TODAY.AZ / Society

Banking and financial sector a "key partner" in Azerbaijan’s fight against child sexual exploitation and pornography

28 January 2010 [15:20] - TODAY.AZ
Banking and financial sector leaders will be asked to join the global fight against child exploitation and pornography if Azerbaijan agrees to ratify a Council of Europe treaty.
The government has already signed the 2007 Convention on the Protection of Children against Sexual Exploitation and Sexual Abuse, the Council of Europe said.

Experts from the Council of Europe, the region’s oldest political institution, are concerned by the ease with which sexually abusive images of children are purchased on-line.

The Internet Watch Foundation’s annual report, published in April 2009, revealed that some 1,500 websites worldwide are responsible for the online commerce in child pornography. Some 69% of the victims exploited in images or videos appeared to be under 10 years of age.

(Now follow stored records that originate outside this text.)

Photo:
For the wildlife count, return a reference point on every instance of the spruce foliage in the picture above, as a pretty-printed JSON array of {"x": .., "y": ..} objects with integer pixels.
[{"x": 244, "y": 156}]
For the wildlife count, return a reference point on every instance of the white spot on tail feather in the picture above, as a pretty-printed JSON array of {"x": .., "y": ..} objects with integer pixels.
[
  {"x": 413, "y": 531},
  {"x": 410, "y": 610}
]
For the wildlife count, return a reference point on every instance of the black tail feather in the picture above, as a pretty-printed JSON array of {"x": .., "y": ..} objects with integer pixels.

The Council of Europe sees ratification of its treaty as the “logical next step” to be taken by its 47 member states in the fight against the trade in child pornography.

If the convention is approved, banking and financial sector officials will join counterparts in information and communication technology and the tourism and travel industry in a partnership with national authorities.  It is designed to improve public-private sector coordination and to prevent business structures from being used to feed the child sex trade.

“Private sector enterprises, particularly those related to the information and communication technology sectors, the banking and finance industry, and the travel and tourism sectors, are likely to be in contact with situations giving rise to sexual exploitation and abuse of children,” said the Council of Europe’s Deputy Secretary General Maud de Boer-Buquicchio at a conference last March in Toledo, Spain,.

The convention’s multi-agency approach requires the government to improve coordination between national education authorities, the health sector, social services, law enforcement and judicial authorities.

The treaty encourages law-makers to make sure that confidentiality rules “do not constitute an obstacle” to the reporting of suspected crimes. It also recommends that national law covers so-called ‘sex-tourism’ offences. This would allow courts to try nationals suspected of committing criminal offences against children in foreign countries where they escape prosecution by benefiting from legal loopholes or from the ‘blind eye’ of authorities.